Knallerbsen und Ideologie

Eine neue Mehrheit und neue Prominenz ist ins Berliner Abgeordnetenhaus eingezogen. Aber dort werden trotzdem weiter die Schlachten von gestern geschlagen. Immerhin: Um die Olympischen Spiele ging es wohl zum letzten Mal

Eine Premiere war es, obwohl das Abgeordnetenhaus schon zum zweiten Mal in dieser Zusammensetzung zusammentrat. Bei der konstituierenden Sitzung durften sich die Grünen und die FDP noch als Regierungsfraktionen in spe fühlen, jetzt gehören sie zur Opposition und schauen auf den großen rot-roten Block. Ganz links darin sitzt einer, der nun doch bleiben wird: Gregor Gysi nimmt sein Mandat im Abgeordnetenhaus an und wird Senator. Gestern kam er erst verspätet ins Parlament, das er dem Vernehmen nach für mindestens eine Nummer zu klein für einen Politiker seines Kalibers hält. Geredet hat er nicht. Gegenüber von Gysi kippelt Günter Rexrodt, neuer Fraktionsvorsitzender der Liberalen. Ob er bleiben wird, als heimlicher Oppositionsführer neben dem gestern überfordert wirkenden Frank Steffel? Ungewiss ob der rot-roten Aussichten.

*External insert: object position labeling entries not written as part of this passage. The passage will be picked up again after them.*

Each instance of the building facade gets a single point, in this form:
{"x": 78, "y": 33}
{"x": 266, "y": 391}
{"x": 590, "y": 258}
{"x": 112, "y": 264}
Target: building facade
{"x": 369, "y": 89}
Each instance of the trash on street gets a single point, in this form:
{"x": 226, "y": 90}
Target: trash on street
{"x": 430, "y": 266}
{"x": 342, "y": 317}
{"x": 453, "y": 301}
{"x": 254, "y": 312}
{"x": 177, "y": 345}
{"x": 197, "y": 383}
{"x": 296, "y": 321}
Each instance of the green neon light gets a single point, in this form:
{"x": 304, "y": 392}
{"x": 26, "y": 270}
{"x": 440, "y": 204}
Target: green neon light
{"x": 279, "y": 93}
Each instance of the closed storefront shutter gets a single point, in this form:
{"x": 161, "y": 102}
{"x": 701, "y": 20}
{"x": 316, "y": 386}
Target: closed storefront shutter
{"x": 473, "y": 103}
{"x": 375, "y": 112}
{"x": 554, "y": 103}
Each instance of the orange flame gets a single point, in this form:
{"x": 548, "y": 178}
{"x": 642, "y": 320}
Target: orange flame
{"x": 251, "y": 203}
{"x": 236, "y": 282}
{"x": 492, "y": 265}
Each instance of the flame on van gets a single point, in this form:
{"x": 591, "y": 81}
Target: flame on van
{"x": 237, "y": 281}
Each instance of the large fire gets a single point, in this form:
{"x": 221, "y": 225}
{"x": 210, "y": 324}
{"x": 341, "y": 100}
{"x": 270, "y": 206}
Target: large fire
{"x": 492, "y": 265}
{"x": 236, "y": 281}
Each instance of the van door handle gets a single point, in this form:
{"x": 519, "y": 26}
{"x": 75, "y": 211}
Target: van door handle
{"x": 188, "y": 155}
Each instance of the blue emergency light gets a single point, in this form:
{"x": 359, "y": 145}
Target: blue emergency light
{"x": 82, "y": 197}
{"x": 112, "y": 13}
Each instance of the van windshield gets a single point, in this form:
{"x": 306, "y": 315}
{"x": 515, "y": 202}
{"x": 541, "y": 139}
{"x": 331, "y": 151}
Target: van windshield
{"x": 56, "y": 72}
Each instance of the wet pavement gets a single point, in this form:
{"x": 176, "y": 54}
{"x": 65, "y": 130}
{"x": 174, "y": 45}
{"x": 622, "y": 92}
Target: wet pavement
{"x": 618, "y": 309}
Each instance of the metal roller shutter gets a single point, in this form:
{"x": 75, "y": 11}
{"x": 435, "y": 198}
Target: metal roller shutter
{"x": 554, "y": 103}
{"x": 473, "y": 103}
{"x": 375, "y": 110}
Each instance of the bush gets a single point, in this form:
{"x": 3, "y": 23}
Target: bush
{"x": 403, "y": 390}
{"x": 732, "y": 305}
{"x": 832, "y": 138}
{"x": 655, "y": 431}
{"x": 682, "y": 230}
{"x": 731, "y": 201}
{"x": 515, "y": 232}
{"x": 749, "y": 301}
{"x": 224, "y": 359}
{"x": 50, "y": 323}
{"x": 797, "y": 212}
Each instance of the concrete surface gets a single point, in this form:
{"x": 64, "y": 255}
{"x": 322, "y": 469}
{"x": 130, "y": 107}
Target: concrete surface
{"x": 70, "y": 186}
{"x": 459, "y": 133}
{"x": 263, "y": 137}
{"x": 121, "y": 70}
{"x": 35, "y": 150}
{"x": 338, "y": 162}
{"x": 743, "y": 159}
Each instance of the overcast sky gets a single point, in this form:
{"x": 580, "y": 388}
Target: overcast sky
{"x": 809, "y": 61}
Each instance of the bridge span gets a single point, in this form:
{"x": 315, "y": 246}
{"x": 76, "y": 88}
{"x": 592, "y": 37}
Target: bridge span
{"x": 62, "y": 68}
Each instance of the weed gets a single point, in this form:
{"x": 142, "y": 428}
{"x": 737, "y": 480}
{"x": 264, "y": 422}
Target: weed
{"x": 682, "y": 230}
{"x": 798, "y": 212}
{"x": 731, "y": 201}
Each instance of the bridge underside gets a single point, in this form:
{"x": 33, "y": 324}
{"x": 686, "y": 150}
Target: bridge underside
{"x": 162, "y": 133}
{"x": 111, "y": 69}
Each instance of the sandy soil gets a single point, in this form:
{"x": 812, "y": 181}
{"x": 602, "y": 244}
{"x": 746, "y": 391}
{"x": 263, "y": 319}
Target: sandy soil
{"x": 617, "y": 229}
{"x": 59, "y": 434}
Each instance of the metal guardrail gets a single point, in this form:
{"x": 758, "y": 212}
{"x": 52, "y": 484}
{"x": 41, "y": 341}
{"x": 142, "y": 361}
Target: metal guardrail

Neue Lage im Lande, neue Leute im Parlament, eine neuer Senat wird gerade gebildet – und was tut das neue Abgeordnetenhaus? Debattiert die alten Hüte! Allein die Grünen versuchten, die Zukunft in Gestalt der Haushaltssanierung bis 2009 auf die Tagesordnung zu setzten. Damit standen sie aber allein da. Und so ging alles seinen gewohnten Berliner Gang: Der CDU-Abgeordnete Roland Gewalt verortete das wichtigste Problem der Metropole präzise in der Kleinen Alexanderstraße: „Werfen Sie (die PDS) endlich die autonome Stadtguerilla aus ihrer Parteizentrale hinaus!“ Innensenator Ehrhart Körting (SPD) beantwortete „aus alter Freundschaft“ CDU-Anfragen zur Rettung der Reiterstaffel der Polizei. Ein unversöhnlicher CDU-Redner erinnerte an 1993, als alternative Politiker, die längst niemand mehr kennt, mit „Knallerbsen und Ideologie“ gegen das IOC gekämpft hätten.

Womit man bei Olympia war. Jetzt wurde es richtig traurig. Klaus Böger, Sportsenator der SPD, musste erklären, warum er persönlich für eine Bewerbung war, seine Partei aber schließlich dagegen. Der Taschenrechner, der Anstand gegenüber den Mitbewerbern, die für 2000 verzichtet hatten, das Gefühl für die Stimmung in der Stadt – an Argumenten gegen eine Olympiabewerbung Berlins hat es nie gefehlt. Der finale Verzicht war jedoch kein Tribut an die Vernunft, sondern eine Morgengabe an den neuen Koalitionspartner PDS. Diese Feder dürfen sich die Sozialisten an den Hut stecken, und ihr 28-jähriger Parteichef Stefan Liebich ist klug genug, nicht in Siegesgebrüll auszubrechen. Er stellt vielmehr fest, man habe sowohl Olympia, als auch eine neue No-Olympia-Bewegung verhindert.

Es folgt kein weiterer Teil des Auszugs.